Monday 20 October 2014

Quindell obeys technical playbook

A week ago, I said that Quindell (QPP:LON, or £QPP) was entering an oversold condition below 125p and would bounce. What I omitted to say is how far, which I should have done, as most technical analysts would say that for a downward sliding stock is that when it bounces an oversold condition, it will recover half-way to the last high, and this is exactly what has happened.

£QPP textbook technicals


From the 13th October high of 166.50p, down to the last low of 123.72p gives a recovery point of 145.11p, which is where it reached on Friday night. I was waiting for this and placed another short, my previous one having been sold at 125p as per my last blog post. Note I could have gone long on the bounce, but I didn't dare, given the second GCR tweet and lent-out percentage of 97.58%. There is another GCR tweet today, by the way.

Sure enough, the instrument is back on it's path downward again, and of particular note is the long-tailed candlestick at 8am this morning, which reached down to 38.2% of new high-low, viz 132.15p. Interesting, isn't it, how these fibonacci points are so accurate. This gives me a clear first target for my short, ie it will try to get there again. (I have to say by the way that the 2p recovery in the last hour today was unexpected, but it doesn't change my view)


£QPP new Fibonacci projection 

In summary the trend is still down, and I will continue to short rallies. I have so far, using spreadbetting, made my stake several times over. I believe this stock is following technicals exactly because there is no news either way on the GCR/Shareprophets allegations.

I have noticed, incidentally that in the last eight weeks, the downward channel range has tightened. See the chart below. The range is now within the blue tramlines rather than the black ones.

£QPP narrowing tramlines
Unfortunately for bulls, this doesn't help, as although the tramlines are narrower, they are at the same gradient as the old ones.

As an aside, I am amazed by the amount of emotion generated against people who are bearish on this instrument. It's just a share, like any other, where you follow price/action. I cannot understand why people who are holding long-term write to bulletin boards every day. I am a long-term holder of Minco (LON:MIO) and Fastnet (LON:FAST) and am well underwater, but I know they will come right in the end. I certainly don't care about people shorting them. Also it is extremely unlikely that retail shorting has any effect on any share except micro-caps (with >10% spread!). If only it did - you'd never lose!





Tuesday 14 October 2014

Quindell approaching oversold

Quindell (QPP:LON) put out a 'good' trading update yesterday and the shares fell 7%. They fell another 7% today. My new short is doing well. They closed tonight at 134p. It is possible they could drop to 125p in line with the tramline movement, but if they get there quickly, an RSI oversold condition will obtain. This may well cause a bounce back to 150p.
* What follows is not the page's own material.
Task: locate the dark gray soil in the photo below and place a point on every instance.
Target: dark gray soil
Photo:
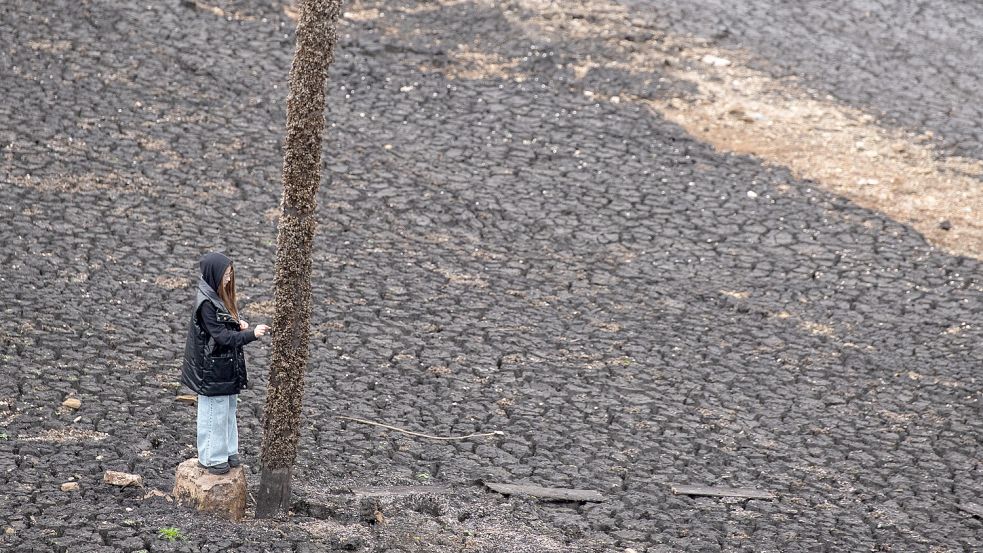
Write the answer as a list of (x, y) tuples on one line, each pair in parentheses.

I think they will keep doing this until they hit the long term and psychological support of 100p




In the meantime, I understand that GCR have been tweeting negative remarks again about Quindell. Perhaps this has caused the price drop. I do wonder whether long-term institutional investors are eschewing this instrument (other than to sell it), which means that the whole market is driven by (retail?) traders. Certainly the volume has dropped right off.




So to summarise, I am holding short again, from that bounce to 165p the other day. I do recommend you set fairly wide stops if short, as the share seems to bounce first thing every morning, before fading all day.